Bei der Rettung des Filmerbes kommt dem Bundesarchiv entscheidende Bedeutung zu – dessen Abteilung Film verwahrt die zentrale Filmüberlieferung von BRD, DDR und Deutschem Reich, Bewegtbilder seit 1895. Kritisiert wurde das Bundesfilmarchiv dabei wegen der Vernichtung (Kassation) brandgefährlicher Nitrozellulose-Filme – darunter Kameranegative von Klassikern wie Der Mustergatte (1937, mit Heinz Rühmann) oder Veit Harlans Farbfilm Die goldene Stadt (1942). Nach der selektiven Umkopierung auf modernen Polyesterfilm sind in den letzten 25 Jahren über die Hälfte aller originalen Nitro-Artefakte, die nach 1990 im Bundesarchiv lagerten, entsorgt worden (Freitag 31/2015). Michael Hollmann, seit 2011 Präsident, hat nun zwei denkwürdige Entscheidungen getroffen: Die bislang gängige Kassation von Nitrofilmen wird mit sofortiger Wirkung beendet. Und: In Zukunft soll es keine Kopien auf Analogfilm mehr geben, es wird digitalisiert.

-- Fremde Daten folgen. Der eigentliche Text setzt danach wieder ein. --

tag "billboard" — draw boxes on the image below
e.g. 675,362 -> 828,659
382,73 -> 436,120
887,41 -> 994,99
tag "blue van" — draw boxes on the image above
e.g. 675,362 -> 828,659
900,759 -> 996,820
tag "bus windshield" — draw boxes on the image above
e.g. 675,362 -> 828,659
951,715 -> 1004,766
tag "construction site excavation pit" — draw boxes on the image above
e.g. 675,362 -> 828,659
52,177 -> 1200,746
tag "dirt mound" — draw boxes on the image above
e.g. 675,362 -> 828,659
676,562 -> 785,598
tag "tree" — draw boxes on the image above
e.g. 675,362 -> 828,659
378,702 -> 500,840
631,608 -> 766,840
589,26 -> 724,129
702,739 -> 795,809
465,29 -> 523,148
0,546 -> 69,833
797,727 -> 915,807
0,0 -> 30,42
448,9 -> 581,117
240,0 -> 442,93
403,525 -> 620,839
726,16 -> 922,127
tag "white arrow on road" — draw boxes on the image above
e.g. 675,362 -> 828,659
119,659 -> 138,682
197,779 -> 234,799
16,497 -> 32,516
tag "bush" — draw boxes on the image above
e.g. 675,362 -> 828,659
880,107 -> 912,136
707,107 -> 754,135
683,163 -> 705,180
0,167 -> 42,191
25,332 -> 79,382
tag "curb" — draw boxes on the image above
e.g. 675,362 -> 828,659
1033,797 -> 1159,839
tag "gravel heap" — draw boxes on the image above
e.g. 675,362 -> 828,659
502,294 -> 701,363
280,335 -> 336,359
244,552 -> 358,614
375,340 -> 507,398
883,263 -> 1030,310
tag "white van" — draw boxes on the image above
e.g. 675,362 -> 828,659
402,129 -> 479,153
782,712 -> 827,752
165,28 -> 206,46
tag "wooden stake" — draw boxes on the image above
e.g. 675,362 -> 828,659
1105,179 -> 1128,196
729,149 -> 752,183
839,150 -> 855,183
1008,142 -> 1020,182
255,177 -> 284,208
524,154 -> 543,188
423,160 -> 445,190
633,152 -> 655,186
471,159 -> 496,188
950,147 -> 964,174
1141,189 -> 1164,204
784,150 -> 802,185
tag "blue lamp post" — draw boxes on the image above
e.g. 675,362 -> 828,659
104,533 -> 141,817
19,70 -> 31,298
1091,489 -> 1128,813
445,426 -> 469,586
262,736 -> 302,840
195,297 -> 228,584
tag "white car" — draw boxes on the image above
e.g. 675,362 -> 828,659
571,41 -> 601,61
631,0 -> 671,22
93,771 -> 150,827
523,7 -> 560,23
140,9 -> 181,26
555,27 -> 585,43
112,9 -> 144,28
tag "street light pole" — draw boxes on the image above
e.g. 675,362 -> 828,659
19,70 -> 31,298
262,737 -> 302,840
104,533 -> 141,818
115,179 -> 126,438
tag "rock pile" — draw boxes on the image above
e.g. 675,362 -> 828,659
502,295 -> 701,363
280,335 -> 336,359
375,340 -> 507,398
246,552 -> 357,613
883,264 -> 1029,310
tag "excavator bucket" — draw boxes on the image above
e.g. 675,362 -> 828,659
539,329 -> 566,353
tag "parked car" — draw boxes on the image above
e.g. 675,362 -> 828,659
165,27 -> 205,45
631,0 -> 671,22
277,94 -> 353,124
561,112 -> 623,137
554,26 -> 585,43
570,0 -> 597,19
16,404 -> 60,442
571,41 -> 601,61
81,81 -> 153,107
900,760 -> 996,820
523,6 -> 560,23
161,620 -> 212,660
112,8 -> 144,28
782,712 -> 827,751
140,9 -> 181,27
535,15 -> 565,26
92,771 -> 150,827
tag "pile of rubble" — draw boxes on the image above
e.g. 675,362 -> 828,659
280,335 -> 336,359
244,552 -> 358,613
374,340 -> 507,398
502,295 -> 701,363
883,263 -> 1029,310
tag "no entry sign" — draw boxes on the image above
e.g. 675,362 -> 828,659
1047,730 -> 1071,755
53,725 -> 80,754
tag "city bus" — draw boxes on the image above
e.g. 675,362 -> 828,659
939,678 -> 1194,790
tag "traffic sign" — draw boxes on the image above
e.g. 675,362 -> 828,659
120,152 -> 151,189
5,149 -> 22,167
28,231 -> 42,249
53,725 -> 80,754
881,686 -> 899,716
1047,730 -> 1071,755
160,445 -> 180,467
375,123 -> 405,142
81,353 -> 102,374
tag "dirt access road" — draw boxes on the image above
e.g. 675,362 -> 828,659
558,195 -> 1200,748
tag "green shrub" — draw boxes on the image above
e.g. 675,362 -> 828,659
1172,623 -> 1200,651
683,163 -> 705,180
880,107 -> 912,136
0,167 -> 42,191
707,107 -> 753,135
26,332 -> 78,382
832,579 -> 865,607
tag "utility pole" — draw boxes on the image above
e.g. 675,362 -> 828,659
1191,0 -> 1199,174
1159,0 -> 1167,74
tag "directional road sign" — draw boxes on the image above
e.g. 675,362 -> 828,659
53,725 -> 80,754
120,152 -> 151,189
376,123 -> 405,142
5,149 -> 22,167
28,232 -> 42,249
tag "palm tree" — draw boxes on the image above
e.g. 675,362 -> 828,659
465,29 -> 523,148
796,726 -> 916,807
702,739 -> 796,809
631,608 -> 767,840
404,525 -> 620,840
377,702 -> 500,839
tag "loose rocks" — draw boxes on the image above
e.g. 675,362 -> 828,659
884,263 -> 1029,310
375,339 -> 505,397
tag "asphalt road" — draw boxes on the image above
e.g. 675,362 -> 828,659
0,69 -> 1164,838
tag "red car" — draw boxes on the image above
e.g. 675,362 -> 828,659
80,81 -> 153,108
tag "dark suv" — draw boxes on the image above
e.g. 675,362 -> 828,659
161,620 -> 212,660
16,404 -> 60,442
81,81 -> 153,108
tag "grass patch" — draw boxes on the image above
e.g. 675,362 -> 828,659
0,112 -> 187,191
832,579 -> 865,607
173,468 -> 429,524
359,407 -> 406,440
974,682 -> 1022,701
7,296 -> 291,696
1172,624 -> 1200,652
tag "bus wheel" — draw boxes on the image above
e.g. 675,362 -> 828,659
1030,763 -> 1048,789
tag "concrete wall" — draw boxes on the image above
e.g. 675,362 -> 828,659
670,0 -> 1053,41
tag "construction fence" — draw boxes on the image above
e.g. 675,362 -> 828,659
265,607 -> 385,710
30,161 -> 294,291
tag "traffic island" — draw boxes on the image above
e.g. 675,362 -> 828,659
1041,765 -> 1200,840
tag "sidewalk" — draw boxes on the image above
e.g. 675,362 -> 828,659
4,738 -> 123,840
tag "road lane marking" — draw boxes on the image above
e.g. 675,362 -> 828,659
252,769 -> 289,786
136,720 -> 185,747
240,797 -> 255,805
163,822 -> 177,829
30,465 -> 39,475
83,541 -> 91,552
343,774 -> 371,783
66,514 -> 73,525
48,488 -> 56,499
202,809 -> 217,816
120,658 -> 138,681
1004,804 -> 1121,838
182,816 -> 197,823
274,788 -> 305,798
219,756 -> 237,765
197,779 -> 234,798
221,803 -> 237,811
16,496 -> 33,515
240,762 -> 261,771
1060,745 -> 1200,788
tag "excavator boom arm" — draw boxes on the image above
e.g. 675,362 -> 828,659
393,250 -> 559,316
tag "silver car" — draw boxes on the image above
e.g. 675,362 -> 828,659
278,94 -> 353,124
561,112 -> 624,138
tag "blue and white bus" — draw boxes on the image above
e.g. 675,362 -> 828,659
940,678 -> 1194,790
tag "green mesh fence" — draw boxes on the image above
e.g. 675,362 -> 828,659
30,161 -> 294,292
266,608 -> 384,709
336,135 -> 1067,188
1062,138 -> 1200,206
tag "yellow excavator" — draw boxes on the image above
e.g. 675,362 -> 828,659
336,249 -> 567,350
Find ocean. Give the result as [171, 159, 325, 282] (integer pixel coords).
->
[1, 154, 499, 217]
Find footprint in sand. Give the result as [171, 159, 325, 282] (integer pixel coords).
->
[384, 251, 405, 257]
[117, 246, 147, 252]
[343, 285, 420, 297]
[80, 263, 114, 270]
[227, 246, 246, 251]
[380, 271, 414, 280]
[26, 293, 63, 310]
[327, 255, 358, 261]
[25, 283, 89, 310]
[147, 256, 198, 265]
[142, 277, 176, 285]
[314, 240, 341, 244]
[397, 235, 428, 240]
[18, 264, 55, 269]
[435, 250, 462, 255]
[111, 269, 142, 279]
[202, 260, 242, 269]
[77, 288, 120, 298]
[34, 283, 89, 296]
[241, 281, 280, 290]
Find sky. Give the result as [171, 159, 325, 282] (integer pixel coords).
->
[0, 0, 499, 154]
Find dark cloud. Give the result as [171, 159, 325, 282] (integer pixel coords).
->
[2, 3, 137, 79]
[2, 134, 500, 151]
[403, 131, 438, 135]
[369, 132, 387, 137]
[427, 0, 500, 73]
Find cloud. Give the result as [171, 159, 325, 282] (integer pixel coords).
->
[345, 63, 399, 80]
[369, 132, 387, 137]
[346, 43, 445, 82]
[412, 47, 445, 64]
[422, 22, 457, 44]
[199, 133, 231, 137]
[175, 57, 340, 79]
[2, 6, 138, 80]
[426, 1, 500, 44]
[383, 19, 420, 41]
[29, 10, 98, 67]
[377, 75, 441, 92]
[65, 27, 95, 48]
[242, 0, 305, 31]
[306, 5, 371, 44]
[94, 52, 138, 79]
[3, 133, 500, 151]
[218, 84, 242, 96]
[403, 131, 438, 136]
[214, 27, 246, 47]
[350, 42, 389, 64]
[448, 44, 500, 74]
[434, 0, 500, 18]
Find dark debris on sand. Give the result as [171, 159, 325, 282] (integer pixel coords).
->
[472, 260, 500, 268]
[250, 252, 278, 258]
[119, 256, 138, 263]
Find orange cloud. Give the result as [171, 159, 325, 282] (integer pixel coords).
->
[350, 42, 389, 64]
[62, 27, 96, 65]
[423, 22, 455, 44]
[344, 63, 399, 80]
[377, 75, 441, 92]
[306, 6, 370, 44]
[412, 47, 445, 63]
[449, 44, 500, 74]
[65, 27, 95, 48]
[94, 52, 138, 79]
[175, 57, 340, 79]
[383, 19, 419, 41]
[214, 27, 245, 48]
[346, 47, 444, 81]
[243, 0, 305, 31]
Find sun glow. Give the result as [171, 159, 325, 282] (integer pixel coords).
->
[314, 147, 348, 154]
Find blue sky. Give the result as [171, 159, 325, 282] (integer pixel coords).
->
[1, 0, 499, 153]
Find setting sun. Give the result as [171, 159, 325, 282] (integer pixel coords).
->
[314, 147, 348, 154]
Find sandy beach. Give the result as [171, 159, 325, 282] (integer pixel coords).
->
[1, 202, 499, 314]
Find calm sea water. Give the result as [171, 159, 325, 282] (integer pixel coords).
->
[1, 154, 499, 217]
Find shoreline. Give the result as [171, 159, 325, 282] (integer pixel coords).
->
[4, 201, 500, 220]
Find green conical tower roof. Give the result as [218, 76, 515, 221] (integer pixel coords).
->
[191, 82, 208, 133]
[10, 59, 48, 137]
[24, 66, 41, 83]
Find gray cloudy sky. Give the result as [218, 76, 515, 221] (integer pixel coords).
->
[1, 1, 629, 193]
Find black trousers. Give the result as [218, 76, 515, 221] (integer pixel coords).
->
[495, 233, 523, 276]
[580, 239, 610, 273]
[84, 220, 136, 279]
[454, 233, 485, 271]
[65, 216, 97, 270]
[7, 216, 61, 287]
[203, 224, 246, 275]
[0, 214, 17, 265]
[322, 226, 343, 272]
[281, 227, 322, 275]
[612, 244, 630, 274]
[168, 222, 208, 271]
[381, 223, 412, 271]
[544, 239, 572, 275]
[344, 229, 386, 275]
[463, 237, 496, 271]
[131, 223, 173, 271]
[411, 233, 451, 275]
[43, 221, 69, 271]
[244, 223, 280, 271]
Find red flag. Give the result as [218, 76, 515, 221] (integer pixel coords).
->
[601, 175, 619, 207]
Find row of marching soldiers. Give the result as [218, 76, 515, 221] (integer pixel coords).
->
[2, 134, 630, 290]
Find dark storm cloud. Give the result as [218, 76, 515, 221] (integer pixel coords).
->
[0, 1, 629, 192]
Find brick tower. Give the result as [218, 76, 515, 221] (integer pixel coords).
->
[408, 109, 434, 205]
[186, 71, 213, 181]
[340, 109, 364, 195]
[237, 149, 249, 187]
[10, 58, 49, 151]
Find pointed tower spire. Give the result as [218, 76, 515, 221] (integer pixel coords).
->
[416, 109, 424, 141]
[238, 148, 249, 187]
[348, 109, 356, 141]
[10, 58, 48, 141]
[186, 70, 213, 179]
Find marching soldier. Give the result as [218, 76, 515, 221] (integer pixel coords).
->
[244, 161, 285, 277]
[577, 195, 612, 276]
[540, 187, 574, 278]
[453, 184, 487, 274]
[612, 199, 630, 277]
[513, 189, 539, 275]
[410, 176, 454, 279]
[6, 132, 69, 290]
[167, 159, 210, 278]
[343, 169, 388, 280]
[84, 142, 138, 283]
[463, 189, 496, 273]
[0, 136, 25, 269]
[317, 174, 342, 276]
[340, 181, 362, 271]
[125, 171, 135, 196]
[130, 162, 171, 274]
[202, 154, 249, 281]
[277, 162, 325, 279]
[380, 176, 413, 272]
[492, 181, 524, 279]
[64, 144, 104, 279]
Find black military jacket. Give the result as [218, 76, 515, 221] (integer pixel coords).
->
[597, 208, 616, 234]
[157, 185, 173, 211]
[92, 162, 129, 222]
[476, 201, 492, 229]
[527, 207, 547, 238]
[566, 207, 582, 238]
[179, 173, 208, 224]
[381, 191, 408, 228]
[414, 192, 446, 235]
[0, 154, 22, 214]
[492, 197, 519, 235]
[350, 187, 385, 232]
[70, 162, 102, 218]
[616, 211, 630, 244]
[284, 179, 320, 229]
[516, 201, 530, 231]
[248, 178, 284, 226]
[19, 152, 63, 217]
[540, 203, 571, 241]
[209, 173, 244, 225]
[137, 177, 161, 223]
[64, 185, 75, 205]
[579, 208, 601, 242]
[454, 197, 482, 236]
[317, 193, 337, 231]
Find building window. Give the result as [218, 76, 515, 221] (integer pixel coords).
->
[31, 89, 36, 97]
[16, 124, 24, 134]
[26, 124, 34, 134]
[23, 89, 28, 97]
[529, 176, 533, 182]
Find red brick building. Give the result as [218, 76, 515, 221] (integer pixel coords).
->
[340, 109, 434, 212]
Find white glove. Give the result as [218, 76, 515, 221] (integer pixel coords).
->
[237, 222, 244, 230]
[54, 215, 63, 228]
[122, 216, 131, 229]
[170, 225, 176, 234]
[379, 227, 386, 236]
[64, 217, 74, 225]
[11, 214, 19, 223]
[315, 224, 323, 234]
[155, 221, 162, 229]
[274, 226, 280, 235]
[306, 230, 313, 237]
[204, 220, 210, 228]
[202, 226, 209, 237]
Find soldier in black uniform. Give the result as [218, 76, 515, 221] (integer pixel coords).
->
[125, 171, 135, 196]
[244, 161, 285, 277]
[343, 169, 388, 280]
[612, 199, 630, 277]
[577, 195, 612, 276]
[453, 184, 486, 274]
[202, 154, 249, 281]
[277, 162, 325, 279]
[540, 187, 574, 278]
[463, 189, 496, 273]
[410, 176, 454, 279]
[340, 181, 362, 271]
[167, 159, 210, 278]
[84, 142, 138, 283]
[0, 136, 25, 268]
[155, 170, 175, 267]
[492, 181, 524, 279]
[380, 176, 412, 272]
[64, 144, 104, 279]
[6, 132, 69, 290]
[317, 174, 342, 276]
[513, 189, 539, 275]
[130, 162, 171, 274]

der Freitag: Herr Hollmann, für die Vernichtung von Nitro-Filmen ist das Bundesarchiv gescholten worden. Sie haben diese Praxis jetzt beendet. Warum?
Michael Hollmann: Zunächst möchte ich betonen, dass im Bundesarchiv zu keiner Zeit leichtfertig mit der Frage nach dem Umgang mit Filmen auf Nitrozelluloseträgern umgegangen wurde. Prägend war die Erfahrung, bei einer Explosion von Nitrofilmen im Jahre 1988 nur knapp einer Katastrophe entgangen zu sein. Vor dem Hintergrund wurde im Bundesarchiv eine Hausanweisung zur Kassation formuliert. Eine externe Veranlassung zur Reduzierung der Nitrobestände gründete in der für die Nitromagazine in Hoppegarten durch die Genehmigungsbehörden festgesetzten Obergrenze von maximal 80.000 Filmrollen. Inhaltlich waren die zuständigen Kolleginnen und Kollegen mit der geltenden Regelung nie glücklich, da ein „Kassationsautomatismus“ der beschriebenen Art fundamental dem archivischen Prinzip des Original-erhalts zuwiderläuft. Mit der Unterschreitung der Lagerungsobergrenze war für Bundesarchiv und die Beauftragte für Kultur und Medien (BKM) die Voraussetzung für eine Überprüfung des Umgangs mit Nitromaterialien gegeben. Als Ergebnis einer sorgfältigen Prüfung der rechtlichen und sicherheitstechnischen Aspekte haben wir die besagte Hausanweisung bis auf Weiteres außer Kraft gesetzt und arbeiten nun an einer neuen Richtlinie für den Umgang mit Nitrofilmen.
Ist es nicht tragisch, dass diese Überprüfung so spät kommt?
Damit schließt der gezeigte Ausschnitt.